Workers in Store for Pickup in Wage Growth

Press release from the issuing company

Wednesday, May 16th, 2012

Annual wage gains for private sector workers are likely to increase in the coming months, according to the preliminary second quarter Wage Trend Indicato (WTI) released today by Bloomberg BNA, a leading publisher of specialized news and information.

The index rose to 98.70 (second quarter 1976 = 100) from 98.42 in the first quarter.

"The latest WTI is pointing to an acceleration in the pace of wage growth later in the year," economist Kathryn Kobe, a consultant who maintains and helped develop Bloomberg BNA's WTI database, said. "We're seeing continued slow improvement in labor markets, and the outlook for future inflation is back up to where it was earlier this year," Kobe said.

Over its history, the WTI has predicted a turning point in wage trends six to nine months before the trends are apparent in the Department of Labor's employment cost index (ECI).
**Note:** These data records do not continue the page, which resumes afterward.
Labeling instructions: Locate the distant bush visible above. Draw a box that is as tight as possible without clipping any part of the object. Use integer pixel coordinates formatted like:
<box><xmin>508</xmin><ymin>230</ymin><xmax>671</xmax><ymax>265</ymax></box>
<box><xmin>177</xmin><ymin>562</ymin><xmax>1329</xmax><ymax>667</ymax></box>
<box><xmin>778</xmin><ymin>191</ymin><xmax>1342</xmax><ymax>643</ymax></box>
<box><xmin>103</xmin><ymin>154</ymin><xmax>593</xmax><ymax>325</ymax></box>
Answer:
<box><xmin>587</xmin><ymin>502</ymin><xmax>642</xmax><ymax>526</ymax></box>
A sustained increase in the WTI forecasts greater pressure to raise private sector wages, while a sustained decline is predictive of a deceleration in the rate of wage increases.

Annual wage gains in the private sector are expected to move above the 1.9 percent year-over-year increase in the first quarter, as measured by the ECI. The WTI does not forecast the magnitude of wage growth, only the direction.

Reflecting recent economic conditions, five of the WTI's seven components made positive contributions to the preliminary second quarter reading, while two factors were negative.